Proposta de tarifa de 25% pode reduzir competitividade do etanol brasileiro
A tarifa dos EUA proposta em 25% sobre produtos brasileiros colocou o agronegócio em alerta, mesmo com parte dos alimentos primários fora da lista de maior impacto. A avaliação é de que a medida pode atingir principalmente setores exportadores com forte exposição ao mercado internacional, como biocombustíveis, celulose, madeira e couro, ao elevar custos, dificultar contratos e ampliar cobranças sobre origem e conformidade socioambiental.

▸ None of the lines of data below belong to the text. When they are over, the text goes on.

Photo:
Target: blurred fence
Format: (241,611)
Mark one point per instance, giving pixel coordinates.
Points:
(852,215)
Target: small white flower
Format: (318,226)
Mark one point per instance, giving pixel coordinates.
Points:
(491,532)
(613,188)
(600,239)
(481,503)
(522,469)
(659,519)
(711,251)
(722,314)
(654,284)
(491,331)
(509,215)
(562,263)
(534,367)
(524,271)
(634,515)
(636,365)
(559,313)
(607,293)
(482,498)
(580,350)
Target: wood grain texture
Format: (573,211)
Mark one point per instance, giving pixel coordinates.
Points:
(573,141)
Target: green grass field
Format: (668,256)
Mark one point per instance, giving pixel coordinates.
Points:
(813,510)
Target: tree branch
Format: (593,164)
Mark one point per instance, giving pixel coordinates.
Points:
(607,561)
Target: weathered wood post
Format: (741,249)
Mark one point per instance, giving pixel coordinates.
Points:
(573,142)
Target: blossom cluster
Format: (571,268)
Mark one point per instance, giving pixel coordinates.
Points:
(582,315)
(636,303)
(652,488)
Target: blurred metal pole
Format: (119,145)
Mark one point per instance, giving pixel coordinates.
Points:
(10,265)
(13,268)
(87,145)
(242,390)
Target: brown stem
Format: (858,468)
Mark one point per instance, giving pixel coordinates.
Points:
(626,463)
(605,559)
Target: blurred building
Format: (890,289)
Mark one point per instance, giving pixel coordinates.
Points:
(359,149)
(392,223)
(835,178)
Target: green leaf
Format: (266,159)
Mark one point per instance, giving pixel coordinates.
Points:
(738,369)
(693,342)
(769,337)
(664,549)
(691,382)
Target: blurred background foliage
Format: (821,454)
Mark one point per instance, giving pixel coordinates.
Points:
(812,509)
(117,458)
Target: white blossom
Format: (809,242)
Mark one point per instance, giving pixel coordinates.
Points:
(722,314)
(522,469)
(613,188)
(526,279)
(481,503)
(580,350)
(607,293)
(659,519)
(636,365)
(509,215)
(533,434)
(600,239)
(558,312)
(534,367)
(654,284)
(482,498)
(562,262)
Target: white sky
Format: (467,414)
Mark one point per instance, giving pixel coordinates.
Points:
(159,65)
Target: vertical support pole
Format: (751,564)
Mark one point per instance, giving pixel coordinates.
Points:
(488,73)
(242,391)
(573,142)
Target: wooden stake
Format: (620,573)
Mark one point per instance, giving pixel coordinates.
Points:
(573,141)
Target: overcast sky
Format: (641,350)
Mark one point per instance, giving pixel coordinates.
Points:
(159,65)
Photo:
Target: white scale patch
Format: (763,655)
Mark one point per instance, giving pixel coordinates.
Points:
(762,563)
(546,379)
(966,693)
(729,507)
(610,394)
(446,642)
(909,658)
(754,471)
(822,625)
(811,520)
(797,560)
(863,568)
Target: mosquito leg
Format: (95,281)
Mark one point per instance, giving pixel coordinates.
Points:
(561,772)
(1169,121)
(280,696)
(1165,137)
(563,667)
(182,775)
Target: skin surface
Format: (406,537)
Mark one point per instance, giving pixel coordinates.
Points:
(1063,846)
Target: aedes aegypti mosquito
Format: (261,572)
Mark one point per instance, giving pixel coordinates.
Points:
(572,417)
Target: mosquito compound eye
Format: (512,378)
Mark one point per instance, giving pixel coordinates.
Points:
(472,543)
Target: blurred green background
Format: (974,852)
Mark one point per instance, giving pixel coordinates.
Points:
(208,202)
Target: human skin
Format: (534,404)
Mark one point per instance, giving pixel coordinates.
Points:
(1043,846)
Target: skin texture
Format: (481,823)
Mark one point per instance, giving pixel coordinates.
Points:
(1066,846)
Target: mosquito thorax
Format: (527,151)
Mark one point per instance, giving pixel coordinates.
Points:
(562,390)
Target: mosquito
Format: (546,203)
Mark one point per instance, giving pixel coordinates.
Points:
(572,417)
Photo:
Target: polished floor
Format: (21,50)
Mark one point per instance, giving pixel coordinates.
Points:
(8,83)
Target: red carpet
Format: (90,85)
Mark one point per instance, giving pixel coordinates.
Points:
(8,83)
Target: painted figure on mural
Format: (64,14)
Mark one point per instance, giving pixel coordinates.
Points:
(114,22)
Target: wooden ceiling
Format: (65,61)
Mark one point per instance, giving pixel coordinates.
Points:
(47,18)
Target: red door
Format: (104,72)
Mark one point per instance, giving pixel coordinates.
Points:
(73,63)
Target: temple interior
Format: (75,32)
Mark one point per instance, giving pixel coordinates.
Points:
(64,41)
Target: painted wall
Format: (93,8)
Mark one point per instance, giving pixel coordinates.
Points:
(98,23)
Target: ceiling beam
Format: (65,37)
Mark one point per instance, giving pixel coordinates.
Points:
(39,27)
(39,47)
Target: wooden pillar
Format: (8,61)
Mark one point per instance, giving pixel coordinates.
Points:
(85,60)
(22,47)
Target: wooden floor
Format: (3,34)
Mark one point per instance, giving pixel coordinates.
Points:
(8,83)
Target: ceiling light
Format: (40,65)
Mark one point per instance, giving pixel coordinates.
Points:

O etanol brasileiro aparece como um dos pontos mais sensíveis da proposta norte-americana. Segundo André Aidar, doutor e mestre em Agronegócio, sócio e Head de Direito do Agronegócio no Lara Martins Advogados, a tarifa altera a competitividade do produto ao encarecer sua entrada nos Estados Unidos. Com isso, o biocombustível nacional perde parte da vantagem associada ao diferencial ambiental e passa a disputar espaço em condições menos favoráveis diante do etanol produzido no próprio mercado americano.
Para Aidar, o problema não está apenas no percentual da tarifa, mas no efeito que ela pode provocar sobre contratos e margens comerciais. “Na prática, a tarifa funciona como uma barreira artificial: não discute apenas eficiência ou sustentabilidade, mas altera o preço relativo e pode deslocar contratos, margens e previsibilidade comercial”, afirma. O especialista observa que o biocombustível está no centro da justificativa dos Estados Unidos, que alegam tratamento desigual no acesso ao mercado brasileiro.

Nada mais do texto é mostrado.